Luego de involuntaria abstinencia teatral, finalmente pude ir un poco al teatro en Buenos Aires. Y pude ver la verdad.
La verdad es el nombre tramposo y elocuente del último trabajo de Bernardo Cappa y sus secuaces, que acarrean esta obra mutante que va cambiando ligeramente de horario, de sala y –según sospecho– de textos, climas y hallazgos. Porque creada una situación teatral (preñada de preguntas), Cappa no se resigna a que el estreno suponga el cierre de sus indagaciones poéticas y cada vez que invita a verla dice: “Ojalá puedas venir, estamos probando”. Yo le pregunto: “¿Probando qué? ¿No está sobreentendido que en esto que hacemos siempre se trata de una prueba?”. El me da una explicación esquiva acompañada de revoleo de ojos y las dos manos abiertas al cielo para mostrar que están vacías.
Pero después de verla entendí mejor sus motivos.
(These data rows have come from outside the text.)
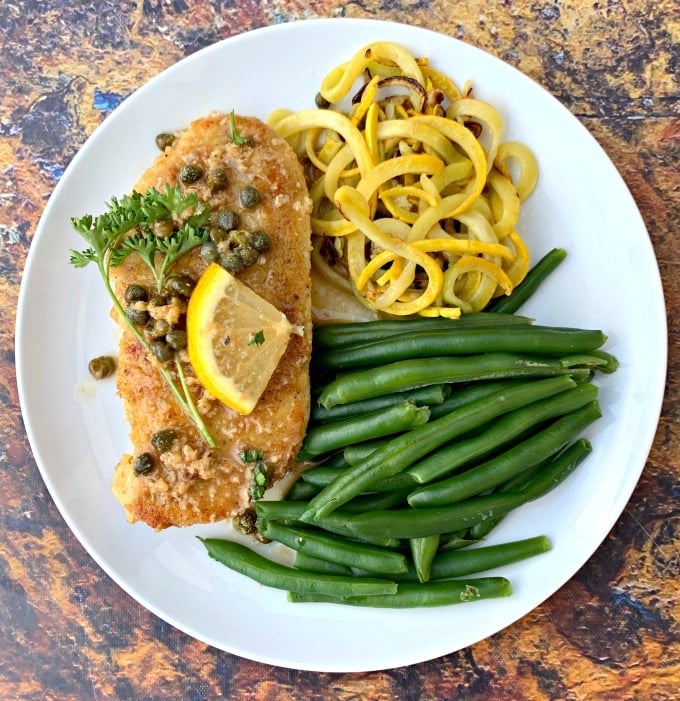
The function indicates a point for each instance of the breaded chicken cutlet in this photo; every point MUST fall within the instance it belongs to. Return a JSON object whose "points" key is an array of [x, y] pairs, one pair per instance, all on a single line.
{"points": [[190, 482]]}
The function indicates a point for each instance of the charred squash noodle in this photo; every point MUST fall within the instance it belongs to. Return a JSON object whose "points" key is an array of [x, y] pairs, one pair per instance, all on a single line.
{"points": [[416, 195]]}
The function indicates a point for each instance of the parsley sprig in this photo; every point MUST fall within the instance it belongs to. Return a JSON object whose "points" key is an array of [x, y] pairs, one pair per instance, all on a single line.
{"points": [[258, 485], [126, 228]]}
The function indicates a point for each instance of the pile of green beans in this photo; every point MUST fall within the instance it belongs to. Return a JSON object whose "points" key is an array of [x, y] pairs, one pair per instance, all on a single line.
{"points": [[425, 435]]}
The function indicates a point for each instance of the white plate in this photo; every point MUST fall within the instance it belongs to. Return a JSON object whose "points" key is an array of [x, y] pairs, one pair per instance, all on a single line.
{"points": [[610, 280]]}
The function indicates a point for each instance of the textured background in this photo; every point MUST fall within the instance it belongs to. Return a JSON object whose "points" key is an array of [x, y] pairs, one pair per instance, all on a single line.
{"points": [[68, 632]]}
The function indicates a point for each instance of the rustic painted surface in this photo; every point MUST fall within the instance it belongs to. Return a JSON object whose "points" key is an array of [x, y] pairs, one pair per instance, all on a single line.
{"points": [[68, 632]]}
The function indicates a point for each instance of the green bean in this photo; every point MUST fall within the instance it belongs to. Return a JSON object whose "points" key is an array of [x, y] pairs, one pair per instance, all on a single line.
{"points": [[540, 446], [402, 451], [430, 520], [410, 595], [291, 511], [536, 340], [501, 432], [377, 500], [301, 491], [557, 471], [272, 574], [526, 289], [469, 393], [455, 541], [423, 551], [335, 549], [407, 374], [326, 438], [323, 476], [352, 333], [421, 396], [359, 451], [542, 480], [447, 564], [303, 561], [335, 461]]}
Si bien la pieza tiene la apariencia de una obra acabada y contundente, ya que su tema es –podría ser– la verdad, a Cappa le gusta dejar unos pozos ciegos entre los cuadros, unas zonas grises donde las temperaturas se tienen que ordenar solas, unas réplicas donde no hay posibilidad de coreografía, de orden externo. Sus obras ofrecen siempre ese aire fresco del camino sin pavimentar. Frente a tanto diseñador gráfico en tres dimensiones, Cappa rumia sus desprolijidades esperando que el espectador comulgue más con el fango que con la lindura. Buenos Aires lo hace bien posible: aquí el teatro es de todas las maneras.
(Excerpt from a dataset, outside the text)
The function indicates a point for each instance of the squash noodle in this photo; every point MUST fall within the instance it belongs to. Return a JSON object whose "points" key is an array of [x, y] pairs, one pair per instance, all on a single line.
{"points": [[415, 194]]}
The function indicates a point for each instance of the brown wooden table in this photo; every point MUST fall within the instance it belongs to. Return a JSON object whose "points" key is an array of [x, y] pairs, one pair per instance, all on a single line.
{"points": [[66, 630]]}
Dos amigos escritores acampan al lado de la ruta. Los acompaña la mujer de uno de ellos: la fiambrera. Preguntas claves (como quién duerme afuera y quién adentro, o de quién es la carpa, o quién le debe plata a quién) hacen que la relación sea mucho más que un triángulo amoroso: es un poliedro demencial, signado por la frustración, el deseo, la lealtad, la confusión. En plena noche, un auto se queda en la ruta, y sus extraños choferes vienen a pedir un poco de hielo. Parece que es para mantener a “la señora”, una diva de la tele que está intermitentemente viva o muerta, según la versión que decidamos escuchar. El encuentro entre los guardaespaldas del mito y los dos tristes aspirantes a hacedores de mitos muestra aristas infinitas. Los choferes tienen cierta dificultad para entender qué es verdad y qué es ficción. Pero lo mismo puede decirse de todos, dentro y fuera de la obra. La clave la ofrece Cappa, generosa e informalmente, en una entrevista: en la Argentina, todo es actuado, dice. Si te subís a un taxi, tenés que sobreactuar adónde vas para que el tachero no te estafe. ¿Quién no ha experimentado esa sensación de actuarle al taxista, ese adalid de la argentinidad, ese oráculo que todo lo sabe y que todo lo ha escuchado? ¿Cómo no hacer de argentino en la intimidad movediza del taxi? Esta idea de Cappa me parece formidable y me resuena. ¿Por qué es que los argentinos preferimos remarcar con trazo grueso por encima de cada silueta de lo real, vociferando en tono de actuación lo que amamos, lo que necesitamos, lo que opinamos, como si un trazo más endeble nos transformara automáticamente en maricas o extraviados? ¿Qué pacto funda nuestra civilización?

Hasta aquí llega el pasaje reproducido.